|The White House
President George W. Bush
|Print this document|
For Immediate Release
Office of the First Lady
June 11, 2007
Mrs. Bush's Remarks at the Opening of the American Children's Corner
Sofia City Library
9:16 A.M. (Local)
MRS. BUSH: Thank you all very much, and thank you so much, Mrs. Parvanova, appreciate it very much for your warm welcome to your beautiful country and to the historic city of Sofia.
We actually met first at a book festival in Russia, so she's right that our friendship started over books. And that was the first time we met, and then when she visited the United States, we went to the United States Library of Congress, our big Library of Congress together, where the Librarian of Congress showed her some very old Bulgarian books that happen to also belong to the Library of Congress.
Mr. Belchev, thank you so much for letting us join you today. I want to recognize Jocelyn Greene, our ambassador's wife, the wife of the United States ambassador to Bulgaria. Mrs. Mihaylova is here. Where is she? Right there. Thank you very much. She's the Deputy Minister, Regional Development and Public Works, and former director, project director of the America-Bulgarian Library Exchange.
Mr. Igor Chipev, head of the Department of Books and Libraries, Ministry of Culture, thank you for joining us, as well. Mrs. Grashkina, the President of the Bulgarian Library Association. And I hope you have a chance to also meet with people in the American Library Association, which is a very active association, as you know.
Members of the Bulgarian Library Association and members of the American-Bulgarian Library Exchange, thank you all very much for joining us today as we inaugurate the American Children's Corner here at the Sofia City Library.
This project began a couple of years ago when Mrs. Parvanova asked me to bring the cultural resources available in other American Corners in Bulgaria to the library here in Sofia. Now, in partnership with the United States embassy, the Sofia City Library will serve as a source of information about the United States of America.
The books in this American Corner tell the story of the United States, describing my country's history, culture and diverse society. In these books, children in Sofia can discover literature that children in the United States enjoy.
The Corner will also feature six computers, which patrons can use to learn about American sports and music and other activities. In fact, many of the books that are in the library are our family favorites that President Bush and I read to our children when they were babies, or that our mothers read to us when we were young, classics of American children's literature.
The American Corner will also house one of the three-book reference sets the embassy is donating to 100 public libraries throughout Bulgaria. These are National Geographic sets; they're guides to the American states, Presidents and history. They're easy to read and they contain lots of maps and photographs and illustrations, and I think they'll be a great asset for Bulgarian children and adults looking to increase their knowledge about the United States.
The American Corner is a part of an exchange between our countries through the American-Bulgarian Library Exchange program, as American libraries in Colorado, Maryland and Iowa now have collections of books about Bulgarian culture, history and cuisine.

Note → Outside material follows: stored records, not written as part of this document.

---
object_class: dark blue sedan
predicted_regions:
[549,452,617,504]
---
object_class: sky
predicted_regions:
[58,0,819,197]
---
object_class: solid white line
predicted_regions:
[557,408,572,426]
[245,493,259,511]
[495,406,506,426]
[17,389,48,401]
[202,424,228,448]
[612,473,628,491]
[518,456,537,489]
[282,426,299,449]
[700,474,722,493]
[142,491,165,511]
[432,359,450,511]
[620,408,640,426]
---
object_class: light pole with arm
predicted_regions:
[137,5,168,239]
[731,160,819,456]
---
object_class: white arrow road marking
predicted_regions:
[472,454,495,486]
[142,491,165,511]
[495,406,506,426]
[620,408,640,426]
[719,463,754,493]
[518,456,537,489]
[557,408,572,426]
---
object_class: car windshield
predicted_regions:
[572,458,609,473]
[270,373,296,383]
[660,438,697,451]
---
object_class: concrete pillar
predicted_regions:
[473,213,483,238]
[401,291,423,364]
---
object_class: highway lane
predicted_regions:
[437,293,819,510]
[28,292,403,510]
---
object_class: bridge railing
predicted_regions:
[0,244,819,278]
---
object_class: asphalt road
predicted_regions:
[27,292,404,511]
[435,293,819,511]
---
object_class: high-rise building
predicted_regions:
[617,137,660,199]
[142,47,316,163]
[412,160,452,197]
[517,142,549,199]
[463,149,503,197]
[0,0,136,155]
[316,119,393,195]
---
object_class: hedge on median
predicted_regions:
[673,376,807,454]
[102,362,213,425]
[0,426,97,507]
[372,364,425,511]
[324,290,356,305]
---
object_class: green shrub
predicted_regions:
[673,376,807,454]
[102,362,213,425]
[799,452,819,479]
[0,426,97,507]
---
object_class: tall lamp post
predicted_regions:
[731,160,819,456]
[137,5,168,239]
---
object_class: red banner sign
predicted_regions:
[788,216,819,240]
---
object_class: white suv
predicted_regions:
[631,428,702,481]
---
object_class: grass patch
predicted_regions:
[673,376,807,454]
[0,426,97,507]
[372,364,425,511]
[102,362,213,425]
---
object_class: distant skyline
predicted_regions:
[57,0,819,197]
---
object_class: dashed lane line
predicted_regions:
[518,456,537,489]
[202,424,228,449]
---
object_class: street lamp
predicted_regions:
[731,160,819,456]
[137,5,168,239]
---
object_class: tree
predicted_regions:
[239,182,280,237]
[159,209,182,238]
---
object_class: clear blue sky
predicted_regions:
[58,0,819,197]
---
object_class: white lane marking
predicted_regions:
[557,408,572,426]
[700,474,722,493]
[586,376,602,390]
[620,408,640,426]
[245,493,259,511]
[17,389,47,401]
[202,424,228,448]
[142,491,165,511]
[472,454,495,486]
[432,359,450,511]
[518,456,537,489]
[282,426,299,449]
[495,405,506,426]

These libraries organize "Bulgaria Days" and other events to teach Americans about what life is like here in Bulgaria.
Library visits and reading are great ways for young people to develop new interests, to perform better in school, and to have fun. But the benefits of reading extend far beyond the library. As the people of Sofia know very well, reading and being able to learn and discuss ideas freely is a basic requirement for healthy, democratic societies.
The United States and Bulgaria are allies and friends because our countries both treasure this freedom, and we share a deep love of learning. Around the world, though, more than 800 million people cannot read. Almost 100 million of them are children, and almost two-thirds of them are women.
Developed countries with high literacy rates, like Bulgaria and the United States, share a responsibility to increase literacy in the world's developing countries. To help governments ensure that children and adults in their countries know how to read, a White House Conference on Global Literacy was held last September in New York at the time of the U.N. General Assembly. The conference was held in partnership with several government agencies and UNESCO. UNESCO is now building on this event with a series of regional literacy conferences around the world. The first conference took place in Qatar this past March, and was a great success. Over the next two years, UNESCO will host follow-up literacy conferences in China, Mali, India and Costa Rica, with an effort to reach people and governments all over the world to make sure people are educated all over the world.
The White House Conference and all of the regional conferences provide a forum for U.N. members to examine literacy programs that work and to learn how to implement them in their countries. I'd like to thank Mrs. Parvanova for participating in the White House Conference on Global Literacy, and I'd like to thank the people of Bulgaria for your country's contributions to this international effort.
Thanks to each of you for welcoming me to Sofia. I look forward to the new ties of friendship that will form between Bulgaria and the United States as a result of this American Corner. I hope you'll enjoy learning more about the United States through this addition to the Sofia Library.